The interesting bit in the query above is “window tumbling” which creates a one minute aggregation window. When the minute elapses, the window closes and a new one opens, with the counts starting at zero again. Here’s a screenshot… everything else is the same, really.

Note that you can also do ‘hopping’ and ‘session’ windows which slide the window in smaller increments and lock windows to sessions, respectively. Tumbling works fine for the beer festival though.

Top 10 Beers

In order to see which beers are a hit with the punters, as a broadcaster providing commentary on International Real Ale TV, I want to see a live league table of the top 10 best selling beers.

Let’s jump straight in with a join, to get beer names and sales into a stream together…

ksql> create stream live_beer_sales \
with (kafka_topic='live_beer_sales', value_format='avro') \
as select bar, price, name, abv from live_sales LS \
join beer_table BT on (LS.beer_id = BT.id);

ksql> select * from live_beer_sales limit 4;
1543303642980 | 1465 | 2 | 1 | Granny Smith Hard Apple Cider | 0.069
1543303643997 | 1543 | 1 | 1 | Proxima IPA | 0.063
1543303645003 | 1098 | 1 | 2 | Hala Kahiki Pineapple Beer | 0.048
1543303646017 | 1957 | 1 | 1 | 805 Blonde Ale | 0.047

Getting the total numbers of each beer sold is easy - as you can see from the snippet below. We just group the joined sales data by name and sum the price to get the total sales. Note the funky key column for the table, which is the name and ABV concatenated (since I needed both in the results and they are covariant I just grouped by both).

ksql> create table beer_league_table \
with (kafka_topic='beer_league_table', value_format='avro') \
as select name, abv, sum(price) as sales \
from live_beer_sales group by name, abv;

ksql> select * from beer_league_table limit 4;
1543303572099 | Nordic Blonde|+|0.057 | Nordic Blonde | 0.057 | 1
1543303618561 | Black Beer`d|+|0.068 | Black Beer`d | 0.068 | 1
1543303630874 | Mustang Sixty-Six|+|0.05 | Mustang Sixty-Six | 0.05 | 1
1543303651048 | Dubbelicious|+|0.065 | Dubbelicious | 0.065 | 1

Here comes the tricky part though. KSQL does have a function called ‘TOPK’ which will return the top k values for a given column. However, this will only return the counts, not the associated rows. Since it doesn’t help us much to show only counts, I’m just going to do the sort on the client side!
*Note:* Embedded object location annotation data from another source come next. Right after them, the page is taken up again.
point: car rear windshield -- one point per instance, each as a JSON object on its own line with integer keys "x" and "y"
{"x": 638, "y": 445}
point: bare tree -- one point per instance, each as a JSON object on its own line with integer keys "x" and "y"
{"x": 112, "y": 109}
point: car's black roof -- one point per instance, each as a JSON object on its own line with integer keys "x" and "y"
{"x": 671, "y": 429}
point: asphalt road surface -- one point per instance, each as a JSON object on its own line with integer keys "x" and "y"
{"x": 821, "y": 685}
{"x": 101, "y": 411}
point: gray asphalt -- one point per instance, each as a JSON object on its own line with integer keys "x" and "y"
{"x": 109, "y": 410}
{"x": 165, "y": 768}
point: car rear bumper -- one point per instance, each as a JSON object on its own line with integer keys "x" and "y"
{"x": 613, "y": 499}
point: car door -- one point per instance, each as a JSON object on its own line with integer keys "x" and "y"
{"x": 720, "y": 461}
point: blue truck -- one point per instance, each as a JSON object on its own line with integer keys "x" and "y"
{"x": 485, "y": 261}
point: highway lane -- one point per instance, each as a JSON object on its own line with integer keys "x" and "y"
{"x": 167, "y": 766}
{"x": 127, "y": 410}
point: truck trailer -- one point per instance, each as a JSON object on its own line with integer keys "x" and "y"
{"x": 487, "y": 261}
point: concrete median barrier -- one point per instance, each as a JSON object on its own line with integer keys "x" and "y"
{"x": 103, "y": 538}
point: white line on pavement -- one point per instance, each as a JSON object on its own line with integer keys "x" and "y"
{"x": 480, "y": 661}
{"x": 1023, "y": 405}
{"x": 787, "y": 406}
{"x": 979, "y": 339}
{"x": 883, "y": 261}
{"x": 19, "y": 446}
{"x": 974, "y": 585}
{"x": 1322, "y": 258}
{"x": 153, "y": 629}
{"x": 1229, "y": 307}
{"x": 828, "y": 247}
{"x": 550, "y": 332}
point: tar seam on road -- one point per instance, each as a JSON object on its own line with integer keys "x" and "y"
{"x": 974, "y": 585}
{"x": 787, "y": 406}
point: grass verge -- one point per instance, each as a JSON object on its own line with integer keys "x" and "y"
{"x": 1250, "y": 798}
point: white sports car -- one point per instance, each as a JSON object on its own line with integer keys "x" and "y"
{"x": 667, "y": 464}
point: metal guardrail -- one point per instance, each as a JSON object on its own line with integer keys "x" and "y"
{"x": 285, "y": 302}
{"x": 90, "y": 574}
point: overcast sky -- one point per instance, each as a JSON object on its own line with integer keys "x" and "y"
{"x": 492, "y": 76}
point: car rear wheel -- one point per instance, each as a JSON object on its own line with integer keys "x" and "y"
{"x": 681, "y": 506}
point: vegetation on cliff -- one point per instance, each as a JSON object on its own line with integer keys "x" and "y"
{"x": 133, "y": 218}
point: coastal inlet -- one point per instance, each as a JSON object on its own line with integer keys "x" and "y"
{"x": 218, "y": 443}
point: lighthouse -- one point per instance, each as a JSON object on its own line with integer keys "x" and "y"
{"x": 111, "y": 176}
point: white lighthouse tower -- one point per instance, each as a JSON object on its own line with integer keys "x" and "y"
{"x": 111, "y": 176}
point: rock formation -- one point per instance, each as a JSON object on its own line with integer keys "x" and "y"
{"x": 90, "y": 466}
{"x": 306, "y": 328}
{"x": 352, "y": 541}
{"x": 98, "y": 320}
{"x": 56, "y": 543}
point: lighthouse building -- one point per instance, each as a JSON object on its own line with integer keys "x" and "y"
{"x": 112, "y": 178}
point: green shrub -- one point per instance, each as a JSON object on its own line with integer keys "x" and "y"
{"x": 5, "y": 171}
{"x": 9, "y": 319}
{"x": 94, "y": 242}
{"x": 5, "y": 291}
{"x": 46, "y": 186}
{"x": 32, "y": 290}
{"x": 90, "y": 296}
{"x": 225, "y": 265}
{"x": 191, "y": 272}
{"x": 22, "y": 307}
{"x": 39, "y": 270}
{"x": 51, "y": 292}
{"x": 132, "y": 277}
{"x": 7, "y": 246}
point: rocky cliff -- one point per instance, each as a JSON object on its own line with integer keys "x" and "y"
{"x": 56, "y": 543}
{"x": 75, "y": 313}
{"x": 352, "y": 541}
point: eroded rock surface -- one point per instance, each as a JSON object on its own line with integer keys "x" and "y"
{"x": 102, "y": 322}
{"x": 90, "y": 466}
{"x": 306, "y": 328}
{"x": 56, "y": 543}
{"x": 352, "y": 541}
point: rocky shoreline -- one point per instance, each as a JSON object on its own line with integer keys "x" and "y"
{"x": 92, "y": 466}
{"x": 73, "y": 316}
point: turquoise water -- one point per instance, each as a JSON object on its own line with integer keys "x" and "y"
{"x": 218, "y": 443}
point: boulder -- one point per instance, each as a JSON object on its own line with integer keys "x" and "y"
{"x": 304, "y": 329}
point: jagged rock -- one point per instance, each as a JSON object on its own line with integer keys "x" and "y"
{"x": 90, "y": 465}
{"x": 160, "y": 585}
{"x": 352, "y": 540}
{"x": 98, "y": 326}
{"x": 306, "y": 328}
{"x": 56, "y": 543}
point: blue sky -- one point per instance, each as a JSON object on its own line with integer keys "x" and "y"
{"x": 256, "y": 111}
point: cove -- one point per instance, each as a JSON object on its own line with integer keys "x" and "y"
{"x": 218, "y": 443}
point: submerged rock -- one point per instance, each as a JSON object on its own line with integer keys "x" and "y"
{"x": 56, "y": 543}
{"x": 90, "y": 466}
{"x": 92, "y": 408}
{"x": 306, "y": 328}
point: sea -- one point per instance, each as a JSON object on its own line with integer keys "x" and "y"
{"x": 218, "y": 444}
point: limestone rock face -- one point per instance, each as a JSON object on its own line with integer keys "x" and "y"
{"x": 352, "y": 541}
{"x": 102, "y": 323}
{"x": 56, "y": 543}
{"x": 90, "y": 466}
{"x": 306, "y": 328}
You can find the code for the chart here.

It’s a shame you can’t see the chart moving, because it animates beautifully!

Time at the Bar Chart

So that was a very swift tour of some of Kafka and KSQL’s aggregation functionality, combined with joins to reference data and schema transformation too. All in all I’m very happy with the results and we’re now pretty much all the way through our use-case.

One thing I was reminded of, while writing this blog, is that KSQL may make Kafka look like a bunch of tables, but it is most definitely a streaming platform under the hood. Though we can use KSQL to turn our events into models, squashing updates into single records and joining streams together, we’re still going to need to write the output to a real database at some point if we want to do traditional reporting.

That said, I was able to create two or three real-time reports in just a few hours, with minimal code (ignoring the time I spent working out how to do it!). The charts look great and the web services I wrote are basic, but could be productionised pretty easily. All in all, it’s been great - I hope you enjoyed it too!